Skip to main content

Understanding the Result

You've run your first kernel. Now let's understand what happened, how to debug issues, and how to optimize data transfers.

What Hybridizer Generated

When you build your project, Hybridizer:

  1. Reads your .NET assembly (.dll)
  2. Finds methods marked with [EntryPoint]
  3. Generates CUDA C++ source code
  4. Compiles it with nvcc into a native library
  5. Links it at runtime via HybRunner

You can inspect the generated code in your project's build output directory:

bin/Debug/
├── YourProject.dll ← Your .NET code
├── YourProject_CUDA.cu ← Generated CUDA source
├── YourProject_CUDA.dll ← Compiled GPU binary
└── ...
tip

Reading the generated .cu file is the best way to understand what Hybridizer does. Open it — you'll see your C# translated to standard CUDA C++.

Note: the generated .cu source file is only available in the Enterprise edition.

Error Checking

GPU errors are silent by default.
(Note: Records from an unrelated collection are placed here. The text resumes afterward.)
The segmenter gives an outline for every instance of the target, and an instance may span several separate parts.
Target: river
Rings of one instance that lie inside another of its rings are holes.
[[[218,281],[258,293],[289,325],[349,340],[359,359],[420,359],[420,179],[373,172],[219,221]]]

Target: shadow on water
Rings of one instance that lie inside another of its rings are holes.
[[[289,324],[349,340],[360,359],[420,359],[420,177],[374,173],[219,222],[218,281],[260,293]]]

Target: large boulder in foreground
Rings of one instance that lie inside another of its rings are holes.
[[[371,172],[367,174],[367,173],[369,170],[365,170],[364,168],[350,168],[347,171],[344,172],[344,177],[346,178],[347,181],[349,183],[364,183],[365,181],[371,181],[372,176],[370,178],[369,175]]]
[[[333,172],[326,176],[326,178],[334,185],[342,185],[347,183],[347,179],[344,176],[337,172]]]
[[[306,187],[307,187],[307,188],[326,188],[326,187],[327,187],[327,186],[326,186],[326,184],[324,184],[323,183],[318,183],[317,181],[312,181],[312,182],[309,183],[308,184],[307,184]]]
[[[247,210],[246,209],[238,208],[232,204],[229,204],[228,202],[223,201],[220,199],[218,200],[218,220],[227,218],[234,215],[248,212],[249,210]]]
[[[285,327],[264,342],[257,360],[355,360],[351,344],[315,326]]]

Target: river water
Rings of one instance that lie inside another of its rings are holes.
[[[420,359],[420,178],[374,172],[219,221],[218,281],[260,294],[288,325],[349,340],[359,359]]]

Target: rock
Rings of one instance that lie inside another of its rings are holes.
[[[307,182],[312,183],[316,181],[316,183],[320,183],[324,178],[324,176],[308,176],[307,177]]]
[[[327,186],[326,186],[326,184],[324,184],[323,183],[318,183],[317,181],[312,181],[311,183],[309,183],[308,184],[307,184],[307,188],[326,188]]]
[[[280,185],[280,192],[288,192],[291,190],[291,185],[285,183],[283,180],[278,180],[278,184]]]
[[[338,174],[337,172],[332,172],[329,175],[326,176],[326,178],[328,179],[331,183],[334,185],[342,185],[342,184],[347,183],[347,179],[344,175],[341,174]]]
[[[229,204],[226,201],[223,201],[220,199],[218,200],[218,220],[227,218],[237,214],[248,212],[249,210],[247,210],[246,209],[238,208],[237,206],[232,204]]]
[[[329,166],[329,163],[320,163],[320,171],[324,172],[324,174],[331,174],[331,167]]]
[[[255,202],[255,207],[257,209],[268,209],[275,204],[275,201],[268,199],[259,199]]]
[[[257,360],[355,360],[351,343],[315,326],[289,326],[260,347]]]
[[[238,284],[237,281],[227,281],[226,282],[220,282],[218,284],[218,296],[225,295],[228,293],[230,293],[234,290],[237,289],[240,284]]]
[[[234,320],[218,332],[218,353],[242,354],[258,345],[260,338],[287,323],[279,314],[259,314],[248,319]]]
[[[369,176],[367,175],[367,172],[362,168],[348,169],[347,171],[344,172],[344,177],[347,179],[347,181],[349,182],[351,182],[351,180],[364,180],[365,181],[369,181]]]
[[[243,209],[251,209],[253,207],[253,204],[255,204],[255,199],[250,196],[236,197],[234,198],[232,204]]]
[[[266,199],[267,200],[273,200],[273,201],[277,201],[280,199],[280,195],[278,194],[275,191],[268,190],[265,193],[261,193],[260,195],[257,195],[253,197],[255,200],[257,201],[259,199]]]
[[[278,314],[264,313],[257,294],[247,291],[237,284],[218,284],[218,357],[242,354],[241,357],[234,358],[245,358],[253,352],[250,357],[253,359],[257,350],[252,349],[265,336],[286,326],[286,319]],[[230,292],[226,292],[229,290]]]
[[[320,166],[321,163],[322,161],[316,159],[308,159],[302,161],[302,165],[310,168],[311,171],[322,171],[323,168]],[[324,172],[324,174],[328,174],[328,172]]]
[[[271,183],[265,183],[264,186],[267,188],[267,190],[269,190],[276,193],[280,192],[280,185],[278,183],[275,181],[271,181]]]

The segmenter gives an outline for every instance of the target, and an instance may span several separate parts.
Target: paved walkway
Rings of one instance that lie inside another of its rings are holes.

Always check for them:

// After any GPU call
wrapper.VectorAdd(a, b, result, N);

// Check for launch errors
cudaError_t err = cuda.GetPeekAtLastError();
if (err != cudaError_t.cudaSuccess)
{
Console.Error.WriteLine($"Kernel launch error: {cuda.GetErrorString(err)}");
return;
}

// Wait for completion and check
err = cuda.DeviceSynchronize();
if (err != cudaError_t.cudaSuccess)
{
Console.Error.WriteLine($"Kernel execution error: {cuda.GetErrorString(err)}");
return;
}

Or use the shorthand:

wrapper.VectorAdd(a, b, result, N);
cuda.ERROR_CHECK(cuda.DeviceSynchronize());

DeviceSynchronize — Why It Matters

GPU kernels run asynchronously. When wrapper.VectorAdd(...) returns, the GPU might still be working:

wrapper.VectorAdd(a, b, result, N);
// ⚠️ result[] might not be ready yet!
Console.WriteLine(result[0]); // Could print 0 (old value)

cuda.DeviceSynchronize();
// ✅ Now result[] is guaranteed to be read back
Console.WriteLine(result[0]); // Correct value
warning

Always call cuda.DeviceSynchronize() before reading results. Forgetting this is the #1 cause of "wrong results" bugs.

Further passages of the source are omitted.